Russia’s international currency reserves have fallen by $56.7bn to reach $572.7bn (including the CBR’s frozen reserves in Europe) as of July 8 (chart), the Central Bank of Russia reported on July 15.
The fall comes as Russia is seeing the biggest inflows of capital ever thanks to high oil prices and a concurrent collapse in imports.
Russia's current account surplus hit a record of $70.1bn in the second quarter of the year, as surging revenues from energy and commodity exports helped offset the impact of US and European sanctions imposed over President Vladimir Putin's invasion of Ukraine.
“Russia’s current account surplus widened significantly to $70.1bn in the second quarter of 2022 from $17.3bn in the corresponding period of the previous year, a preliminary estimate showed,” Trading Economics said in a note. “It was the largest current account surplus since available records began in 1994, supported by Russia’s heavyweight commodity exports while sweeping sanctions lowered the amount of purchases the Russian economy took in. The goods and services aggregate surplus surged to $80.7bn from $34.8bn a year ago. At the same time, the primary and secondary income gap narrowed to $10.6bn from $17.5bn.”

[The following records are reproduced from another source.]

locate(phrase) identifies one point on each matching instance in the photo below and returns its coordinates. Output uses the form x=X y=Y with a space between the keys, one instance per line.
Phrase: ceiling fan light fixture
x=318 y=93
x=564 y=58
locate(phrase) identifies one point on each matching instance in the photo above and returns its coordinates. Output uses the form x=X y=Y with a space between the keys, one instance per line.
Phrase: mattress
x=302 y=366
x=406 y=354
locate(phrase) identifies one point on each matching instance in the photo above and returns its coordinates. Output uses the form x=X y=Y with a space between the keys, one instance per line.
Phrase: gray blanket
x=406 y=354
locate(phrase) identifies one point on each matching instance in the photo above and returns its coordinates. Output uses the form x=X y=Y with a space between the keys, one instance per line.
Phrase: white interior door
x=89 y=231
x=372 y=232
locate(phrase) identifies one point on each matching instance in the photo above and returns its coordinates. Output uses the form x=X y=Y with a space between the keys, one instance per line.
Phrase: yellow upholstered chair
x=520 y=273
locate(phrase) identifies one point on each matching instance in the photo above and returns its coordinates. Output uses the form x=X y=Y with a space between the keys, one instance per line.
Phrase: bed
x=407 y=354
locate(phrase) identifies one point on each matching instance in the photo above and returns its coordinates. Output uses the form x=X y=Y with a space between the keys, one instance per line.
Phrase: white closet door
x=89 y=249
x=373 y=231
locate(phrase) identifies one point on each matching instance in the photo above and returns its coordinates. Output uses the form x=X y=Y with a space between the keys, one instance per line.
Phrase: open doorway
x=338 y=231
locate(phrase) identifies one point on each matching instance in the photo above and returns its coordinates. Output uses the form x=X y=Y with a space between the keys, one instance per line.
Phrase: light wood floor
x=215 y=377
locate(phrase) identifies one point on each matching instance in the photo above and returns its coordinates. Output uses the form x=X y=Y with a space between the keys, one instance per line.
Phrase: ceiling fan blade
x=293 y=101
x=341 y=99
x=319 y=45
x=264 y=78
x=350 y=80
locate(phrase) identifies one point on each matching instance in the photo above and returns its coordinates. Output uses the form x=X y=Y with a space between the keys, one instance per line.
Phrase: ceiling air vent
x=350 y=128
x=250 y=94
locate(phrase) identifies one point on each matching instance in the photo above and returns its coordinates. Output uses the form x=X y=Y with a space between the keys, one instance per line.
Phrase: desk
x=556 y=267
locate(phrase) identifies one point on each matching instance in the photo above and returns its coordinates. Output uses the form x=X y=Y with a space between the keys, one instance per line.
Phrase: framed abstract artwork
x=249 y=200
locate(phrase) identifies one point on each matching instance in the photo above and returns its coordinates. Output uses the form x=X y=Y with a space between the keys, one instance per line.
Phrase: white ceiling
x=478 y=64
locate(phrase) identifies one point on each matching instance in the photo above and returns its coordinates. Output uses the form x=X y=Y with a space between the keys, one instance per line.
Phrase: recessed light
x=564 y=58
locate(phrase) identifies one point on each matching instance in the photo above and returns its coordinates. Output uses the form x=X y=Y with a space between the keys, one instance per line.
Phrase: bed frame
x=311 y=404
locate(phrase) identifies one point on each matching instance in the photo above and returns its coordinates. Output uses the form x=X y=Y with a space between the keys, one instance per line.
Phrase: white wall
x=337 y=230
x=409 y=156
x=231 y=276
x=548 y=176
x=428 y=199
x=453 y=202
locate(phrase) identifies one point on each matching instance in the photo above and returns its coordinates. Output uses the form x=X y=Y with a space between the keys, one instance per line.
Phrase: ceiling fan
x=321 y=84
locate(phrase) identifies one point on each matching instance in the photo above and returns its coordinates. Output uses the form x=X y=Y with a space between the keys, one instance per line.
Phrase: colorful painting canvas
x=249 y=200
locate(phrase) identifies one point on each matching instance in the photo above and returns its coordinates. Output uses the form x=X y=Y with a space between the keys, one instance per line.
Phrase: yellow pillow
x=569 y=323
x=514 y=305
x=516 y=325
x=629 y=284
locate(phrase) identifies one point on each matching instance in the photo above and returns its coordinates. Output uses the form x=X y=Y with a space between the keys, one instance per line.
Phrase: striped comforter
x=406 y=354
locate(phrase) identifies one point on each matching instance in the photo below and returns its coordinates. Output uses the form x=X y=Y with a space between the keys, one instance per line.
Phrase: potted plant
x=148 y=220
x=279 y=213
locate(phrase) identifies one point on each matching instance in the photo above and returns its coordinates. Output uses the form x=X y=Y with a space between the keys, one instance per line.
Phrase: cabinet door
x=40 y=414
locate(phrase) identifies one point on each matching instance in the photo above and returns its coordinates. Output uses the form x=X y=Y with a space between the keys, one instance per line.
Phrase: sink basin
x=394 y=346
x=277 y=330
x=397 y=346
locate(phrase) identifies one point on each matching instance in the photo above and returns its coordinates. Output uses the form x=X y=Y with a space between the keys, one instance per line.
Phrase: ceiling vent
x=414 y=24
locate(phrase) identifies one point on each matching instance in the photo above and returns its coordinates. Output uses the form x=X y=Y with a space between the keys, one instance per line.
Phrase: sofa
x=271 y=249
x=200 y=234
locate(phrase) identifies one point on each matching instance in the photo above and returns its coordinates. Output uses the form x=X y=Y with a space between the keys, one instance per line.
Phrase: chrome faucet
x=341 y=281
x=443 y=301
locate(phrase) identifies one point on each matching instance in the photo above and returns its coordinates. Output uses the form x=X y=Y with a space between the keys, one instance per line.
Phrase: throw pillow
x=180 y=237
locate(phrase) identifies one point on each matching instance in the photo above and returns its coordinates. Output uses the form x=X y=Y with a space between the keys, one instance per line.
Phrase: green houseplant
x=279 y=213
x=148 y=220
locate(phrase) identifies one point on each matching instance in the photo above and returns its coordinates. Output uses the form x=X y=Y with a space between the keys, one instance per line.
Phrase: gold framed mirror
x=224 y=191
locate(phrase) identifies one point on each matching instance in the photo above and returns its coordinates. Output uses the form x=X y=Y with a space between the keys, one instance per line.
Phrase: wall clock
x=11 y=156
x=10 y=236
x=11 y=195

However, this extra money has not shown up in the central bank’s reserves yet, although the rebalance of reserves, where money accumulated by the Ministry of Finance in the form of oil export receipts, only happens periodically.
The fall is also surprising, as thanks to the sanctions regime, the Kremlin has little to spend its money on at the moment. “The only thing that Russia is importing at the moment is money,” is a quip circulating on social media at the moment.